Insolvency Resolution and Bankruptcy for Individuals and Partnership Firms
The Provisions of the Insolvency and Bankruptcy Code, 2016 shall also apply to Partnership Firms, Proprietorship Firm, and Individuals. An Individual or Partnership Firm can also initiate the Insolvency Resolution Process where the amount of the default is not less than one thousand rupees.
Provided that the Central Government may, by notification, specify the minimum amount of default of higher value which shall not be more than one lakh rupees.

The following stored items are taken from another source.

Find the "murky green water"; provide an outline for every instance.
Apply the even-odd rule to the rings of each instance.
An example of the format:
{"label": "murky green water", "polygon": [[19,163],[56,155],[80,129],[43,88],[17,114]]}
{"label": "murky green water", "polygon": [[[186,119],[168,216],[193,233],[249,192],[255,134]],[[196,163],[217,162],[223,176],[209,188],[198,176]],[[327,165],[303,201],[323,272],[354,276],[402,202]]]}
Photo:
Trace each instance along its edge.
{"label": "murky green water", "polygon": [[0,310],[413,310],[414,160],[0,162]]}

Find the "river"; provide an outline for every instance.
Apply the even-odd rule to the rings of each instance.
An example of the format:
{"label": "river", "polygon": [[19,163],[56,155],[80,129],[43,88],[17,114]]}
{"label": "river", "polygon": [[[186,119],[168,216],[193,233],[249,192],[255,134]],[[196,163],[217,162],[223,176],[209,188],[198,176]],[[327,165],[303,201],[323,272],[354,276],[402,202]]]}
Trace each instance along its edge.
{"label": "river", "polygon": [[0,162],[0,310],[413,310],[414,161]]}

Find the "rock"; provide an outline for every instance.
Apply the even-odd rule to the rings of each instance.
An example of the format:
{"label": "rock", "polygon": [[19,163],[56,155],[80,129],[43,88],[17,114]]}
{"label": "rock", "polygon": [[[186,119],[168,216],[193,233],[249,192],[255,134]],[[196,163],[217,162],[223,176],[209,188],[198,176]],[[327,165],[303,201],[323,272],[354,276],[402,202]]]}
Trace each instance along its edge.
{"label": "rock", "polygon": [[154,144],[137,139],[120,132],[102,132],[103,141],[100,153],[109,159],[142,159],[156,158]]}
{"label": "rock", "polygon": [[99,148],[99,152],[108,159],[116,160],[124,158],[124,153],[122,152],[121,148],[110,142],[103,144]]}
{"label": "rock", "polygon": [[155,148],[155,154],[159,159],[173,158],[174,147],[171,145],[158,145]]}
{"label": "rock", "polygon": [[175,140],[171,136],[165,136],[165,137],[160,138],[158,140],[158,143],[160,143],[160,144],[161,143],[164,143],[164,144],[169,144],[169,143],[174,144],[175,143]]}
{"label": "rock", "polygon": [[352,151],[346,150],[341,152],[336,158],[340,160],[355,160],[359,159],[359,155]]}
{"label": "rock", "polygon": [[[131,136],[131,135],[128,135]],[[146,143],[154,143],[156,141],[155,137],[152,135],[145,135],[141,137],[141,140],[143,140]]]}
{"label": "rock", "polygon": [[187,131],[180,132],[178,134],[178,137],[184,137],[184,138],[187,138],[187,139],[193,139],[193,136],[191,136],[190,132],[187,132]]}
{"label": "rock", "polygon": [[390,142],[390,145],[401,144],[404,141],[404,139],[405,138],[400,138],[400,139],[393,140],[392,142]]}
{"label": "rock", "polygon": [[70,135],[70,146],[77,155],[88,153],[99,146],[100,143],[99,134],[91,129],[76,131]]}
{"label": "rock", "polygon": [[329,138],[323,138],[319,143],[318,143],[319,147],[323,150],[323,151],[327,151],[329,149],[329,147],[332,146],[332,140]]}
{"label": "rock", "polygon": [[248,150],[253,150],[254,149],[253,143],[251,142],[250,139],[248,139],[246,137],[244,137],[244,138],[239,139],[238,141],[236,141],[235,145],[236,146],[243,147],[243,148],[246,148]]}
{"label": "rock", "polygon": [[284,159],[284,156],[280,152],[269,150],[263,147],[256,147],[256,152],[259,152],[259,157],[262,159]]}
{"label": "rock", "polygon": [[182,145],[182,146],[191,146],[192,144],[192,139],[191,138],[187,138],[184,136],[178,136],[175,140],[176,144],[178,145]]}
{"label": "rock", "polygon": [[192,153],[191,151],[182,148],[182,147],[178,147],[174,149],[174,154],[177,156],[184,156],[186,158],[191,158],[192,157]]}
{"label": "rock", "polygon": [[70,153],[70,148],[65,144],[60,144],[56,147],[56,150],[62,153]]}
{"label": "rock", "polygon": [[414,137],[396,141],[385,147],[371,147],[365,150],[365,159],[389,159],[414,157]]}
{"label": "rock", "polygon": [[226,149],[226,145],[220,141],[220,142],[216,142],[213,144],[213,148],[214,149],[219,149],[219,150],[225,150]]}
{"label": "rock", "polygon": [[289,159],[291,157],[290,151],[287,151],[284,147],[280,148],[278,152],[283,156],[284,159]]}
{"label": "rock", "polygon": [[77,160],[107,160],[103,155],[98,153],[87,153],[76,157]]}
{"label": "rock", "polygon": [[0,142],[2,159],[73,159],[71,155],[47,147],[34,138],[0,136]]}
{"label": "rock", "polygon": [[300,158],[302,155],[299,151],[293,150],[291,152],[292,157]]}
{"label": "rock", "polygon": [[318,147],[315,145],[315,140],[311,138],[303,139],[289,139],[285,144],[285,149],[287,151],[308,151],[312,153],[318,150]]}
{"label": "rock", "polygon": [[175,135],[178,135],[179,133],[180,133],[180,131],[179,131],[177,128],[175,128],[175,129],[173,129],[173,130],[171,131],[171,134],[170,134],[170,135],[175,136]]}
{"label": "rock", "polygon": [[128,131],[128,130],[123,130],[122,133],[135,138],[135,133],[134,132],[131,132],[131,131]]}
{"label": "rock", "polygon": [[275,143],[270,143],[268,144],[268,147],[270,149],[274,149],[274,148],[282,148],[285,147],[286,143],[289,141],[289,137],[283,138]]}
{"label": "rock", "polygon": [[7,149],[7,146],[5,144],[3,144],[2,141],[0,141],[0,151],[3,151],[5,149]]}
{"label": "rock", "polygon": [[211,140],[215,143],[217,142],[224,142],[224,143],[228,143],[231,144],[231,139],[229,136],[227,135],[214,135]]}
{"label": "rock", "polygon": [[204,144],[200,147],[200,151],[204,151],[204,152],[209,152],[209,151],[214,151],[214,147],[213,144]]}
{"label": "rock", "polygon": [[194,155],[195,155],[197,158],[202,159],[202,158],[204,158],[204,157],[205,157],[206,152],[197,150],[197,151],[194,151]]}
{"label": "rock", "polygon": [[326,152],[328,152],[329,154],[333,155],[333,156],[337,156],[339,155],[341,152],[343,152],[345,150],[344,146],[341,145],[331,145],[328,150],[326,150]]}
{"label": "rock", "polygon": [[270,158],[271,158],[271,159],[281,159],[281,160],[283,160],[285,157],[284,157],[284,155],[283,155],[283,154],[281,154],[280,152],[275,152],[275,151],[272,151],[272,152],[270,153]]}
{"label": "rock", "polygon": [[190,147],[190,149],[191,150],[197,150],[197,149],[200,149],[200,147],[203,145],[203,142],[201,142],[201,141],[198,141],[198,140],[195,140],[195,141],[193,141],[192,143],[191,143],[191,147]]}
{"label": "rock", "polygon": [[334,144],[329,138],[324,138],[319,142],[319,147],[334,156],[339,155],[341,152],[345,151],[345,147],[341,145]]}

The Insolvency and Bankruptcy Code aims at repayment to Creditors without harming the Corporate Debtor, the Code serves to provide a secure and effective means to recover Debts and to remove or eradicate the Financial Distress of the Corporate Debtor. The Insolvency Professional serves to be an integral part of the Corporate Insolvency Resolution Process, the role of whom changes with the progress of the process. The IPs undertakes various roles such as an Interim Resolution Professional, resolution professional and eventually as a Liquidator depending on the stage of the Corporate Insolvency Resolution Process.